Durante los dos últimos años de vida, cerca ya de cumplir el centenario, mi madre repetía una imagen recurrente, quizá el trazo de su primer recuerdo; es durante una noche de invierno de 1916 o 1917, en la casa de su niñez, frente a la plaza Echaurren de Valparaíso:

“Yo dormía en una habitación del tercer piso, que no tenía ventanas, porque daba a un patio ciego. Pero recibía luz de una alta claraboya, que a mí me parecía un cielo lejano, donde a veces amarilleaba el sol o temblaban por la noche las blancas luces de las estrellas...

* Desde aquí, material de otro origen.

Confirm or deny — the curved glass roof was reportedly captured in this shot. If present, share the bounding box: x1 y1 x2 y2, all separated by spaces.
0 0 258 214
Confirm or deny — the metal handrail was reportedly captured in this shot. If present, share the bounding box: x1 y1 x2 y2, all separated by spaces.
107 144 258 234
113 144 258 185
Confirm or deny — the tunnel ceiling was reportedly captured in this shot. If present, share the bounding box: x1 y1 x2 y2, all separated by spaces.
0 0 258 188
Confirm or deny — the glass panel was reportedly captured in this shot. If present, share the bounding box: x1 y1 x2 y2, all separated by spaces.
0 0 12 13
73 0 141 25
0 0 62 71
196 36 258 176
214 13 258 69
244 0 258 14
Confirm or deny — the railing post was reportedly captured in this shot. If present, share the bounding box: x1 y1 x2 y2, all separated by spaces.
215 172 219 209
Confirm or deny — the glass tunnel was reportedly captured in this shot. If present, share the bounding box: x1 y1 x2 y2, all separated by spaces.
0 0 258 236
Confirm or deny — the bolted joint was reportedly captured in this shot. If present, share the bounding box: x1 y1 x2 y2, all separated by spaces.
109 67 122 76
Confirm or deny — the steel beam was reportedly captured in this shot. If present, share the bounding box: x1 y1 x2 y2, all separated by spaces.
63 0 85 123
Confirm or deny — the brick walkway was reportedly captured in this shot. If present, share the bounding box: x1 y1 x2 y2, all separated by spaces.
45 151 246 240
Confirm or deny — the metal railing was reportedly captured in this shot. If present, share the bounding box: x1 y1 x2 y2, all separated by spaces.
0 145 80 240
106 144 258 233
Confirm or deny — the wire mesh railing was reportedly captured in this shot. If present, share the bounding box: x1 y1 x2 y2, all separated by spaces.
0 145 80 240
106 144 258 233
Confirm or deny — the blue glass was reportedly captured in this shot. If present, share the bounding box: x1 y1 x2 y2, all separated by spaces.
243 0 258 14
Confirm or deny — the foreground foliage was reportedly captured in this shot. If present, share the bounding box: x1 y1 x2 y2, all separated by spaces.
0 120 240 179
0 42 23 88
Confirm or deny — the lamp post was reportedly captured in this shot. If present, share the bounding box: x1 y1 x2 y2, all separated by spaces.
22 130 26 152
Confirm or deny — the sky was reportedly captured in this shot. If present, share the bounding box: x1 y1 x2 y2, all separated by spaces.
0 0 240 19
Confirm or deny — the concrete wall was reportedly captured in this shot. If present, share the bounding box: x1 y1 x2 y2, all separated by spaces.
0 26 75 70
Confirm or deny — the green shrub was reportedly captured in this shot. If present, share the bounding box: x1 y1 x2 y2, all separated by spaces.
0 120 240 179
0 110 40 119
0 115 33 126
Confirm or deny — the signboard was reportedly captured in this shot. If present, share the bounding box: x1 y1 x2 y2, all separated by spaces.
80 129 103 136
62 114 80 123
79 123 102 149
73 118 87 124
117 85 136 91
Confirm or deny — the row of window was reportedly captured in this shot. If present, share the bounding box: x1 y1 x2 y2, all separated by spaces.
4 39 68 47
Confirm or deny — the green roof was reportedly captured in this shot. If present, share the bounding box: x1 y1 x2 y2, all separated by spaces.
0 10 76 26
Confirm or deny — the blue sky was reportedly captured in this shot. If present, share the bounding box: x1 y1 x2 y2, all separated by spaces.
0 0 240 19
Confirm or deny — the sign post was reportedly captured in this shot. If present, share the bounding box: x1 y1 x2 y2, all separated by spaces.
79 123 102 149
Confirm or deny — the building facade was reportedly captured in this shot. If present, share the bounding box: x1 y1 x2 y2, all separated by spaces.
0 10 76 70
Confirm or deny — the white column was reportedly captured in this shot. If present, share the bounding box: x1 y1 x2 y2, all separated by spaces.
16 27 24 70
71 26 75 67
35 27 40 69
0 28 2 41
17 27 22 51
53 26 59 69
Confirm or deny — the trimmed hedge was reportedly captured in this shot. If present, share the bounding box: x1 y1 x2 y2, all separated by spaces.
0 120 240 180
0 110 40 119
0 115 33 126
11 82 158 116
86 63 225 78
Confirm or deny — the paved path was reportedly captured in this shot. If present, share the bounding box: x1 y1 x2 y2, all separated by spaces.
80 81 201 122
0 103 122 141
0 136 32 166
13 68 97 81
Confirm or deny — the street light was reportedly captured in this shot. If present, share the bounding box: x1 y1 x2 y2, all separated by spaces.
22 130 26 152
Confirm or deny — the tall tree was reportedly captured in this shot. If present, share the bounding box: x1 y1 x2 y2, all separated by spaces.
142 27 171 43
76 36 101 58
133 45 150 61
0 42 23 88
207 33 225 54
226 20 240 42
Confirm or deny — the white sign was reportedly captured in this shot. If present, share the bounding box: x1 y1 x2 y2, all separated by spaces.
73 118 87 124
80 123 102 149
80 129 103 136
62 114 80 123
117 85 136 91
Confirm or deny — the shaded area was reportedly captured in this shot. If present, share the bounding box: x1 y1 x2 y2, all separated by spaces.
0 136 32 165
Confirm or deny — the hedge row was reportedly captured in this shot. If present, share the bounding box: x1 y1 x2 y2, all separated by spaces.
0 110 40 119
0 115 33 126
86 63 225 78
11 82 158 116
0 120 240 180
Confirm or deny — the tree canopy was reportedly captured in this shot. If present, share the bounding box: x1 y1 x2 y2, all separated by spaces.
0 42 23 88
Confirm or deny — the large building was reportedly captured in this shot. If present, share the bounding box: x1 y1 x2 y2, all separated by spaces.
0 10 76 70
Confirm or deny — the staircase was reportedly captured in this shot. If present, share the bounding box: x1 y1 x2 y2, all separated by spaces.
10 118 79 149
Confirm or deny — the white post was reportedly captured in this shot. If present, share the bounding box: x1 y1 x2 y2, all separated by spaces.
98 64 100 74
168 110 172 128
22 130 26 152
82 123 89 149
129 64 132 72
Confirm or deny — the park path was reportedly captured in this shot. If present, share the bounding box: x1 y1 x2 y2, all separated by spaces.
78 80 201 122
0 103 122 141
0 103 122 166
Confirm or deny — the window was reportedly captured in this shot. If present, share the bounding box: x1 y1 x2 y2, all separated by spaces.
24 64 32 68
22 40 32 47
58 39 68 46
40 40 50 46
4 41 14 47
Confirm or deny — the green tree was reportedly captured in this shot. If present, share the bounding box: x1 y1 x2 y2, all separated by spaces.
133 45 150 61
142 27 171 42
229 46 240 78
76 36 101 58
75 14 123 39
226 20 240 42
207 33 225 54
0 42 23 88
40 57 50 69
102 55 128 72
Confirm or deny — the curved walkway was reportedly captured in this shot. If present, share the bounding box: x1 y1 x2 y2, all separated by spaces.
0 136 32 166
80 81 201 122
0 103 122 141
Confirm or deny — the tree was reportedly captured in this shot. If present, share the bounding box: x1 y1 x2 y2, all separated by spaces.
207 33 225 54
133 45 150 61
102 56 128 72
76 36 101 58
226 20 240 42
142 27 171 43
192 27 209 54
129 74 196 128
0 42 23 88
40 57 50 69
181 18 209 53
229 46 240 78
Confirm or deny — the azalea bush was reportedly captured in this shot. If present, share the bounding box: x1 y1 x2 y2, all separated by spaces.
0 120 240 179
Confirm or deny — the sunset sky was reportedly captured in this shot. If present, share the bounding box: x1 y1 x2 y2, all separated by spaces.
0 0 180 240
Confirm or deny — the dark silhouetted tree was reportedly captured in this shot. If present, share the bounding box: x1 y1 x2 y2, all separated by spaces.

“La tapa de aquel ventanuco encristalado, al parecer, estaba sujeta con un alambre retorcido y una de las puntas raspaba el vidrio con un ruido sordo, como el quejido de un pájaro, pero sólo cuando arreciaba el viento del Pacífico... Al principio, yo me asustaba, pero luego fui acostumbrándome, al punto que cuando percibía aquel rasgueo lastimero, me decía: Qué bueno, es el viento, y luego vendrá el tambor de la lluvia”.

Era su primer recuerdo, evocador y poético, por cierto.

Yo tuve mi primera imagen remota, remotísima, que se difuminó hace veinte años: un enorme árbol caído –tal vez una palmera- un rostro cetrino, de barba negra y la sensación de que alguien me sostiene y aprieta, al mismo tiempo.

Sería mi abuelo Adolfo, que murió un par de meses después del origen de este recuerdo. Hace mucho que ingresó al cofre del olvido, y ya no surge ni en las evocaciones ni en los sueños, y solo la memoria literaria –la menos auténtica de todas-, lo recupera como efímero renglón.
Pero me queda otro, cuando tenía yo poco más de dos años de edad. Es el patio de nuestra segunda casa materna, en calle Siglo XX, donde hay un gran automóvil verde, de dos plazas y pedales relucientes…
Era nuestro regalo de Navidad, de mi hermano Toño y mío, provisto de asientos para ambos. Olía a pintura fresca, un aroma que al percibirlo de nuevo, en cualquier ocasión, me remonta a ese recuerdo, con asombrosa nitidez… Quizá cuando lo pierda ya no existirá nada en mi memoria, donde se habrá posado para siempre “esa blanca paloma que duerme en el olvido”.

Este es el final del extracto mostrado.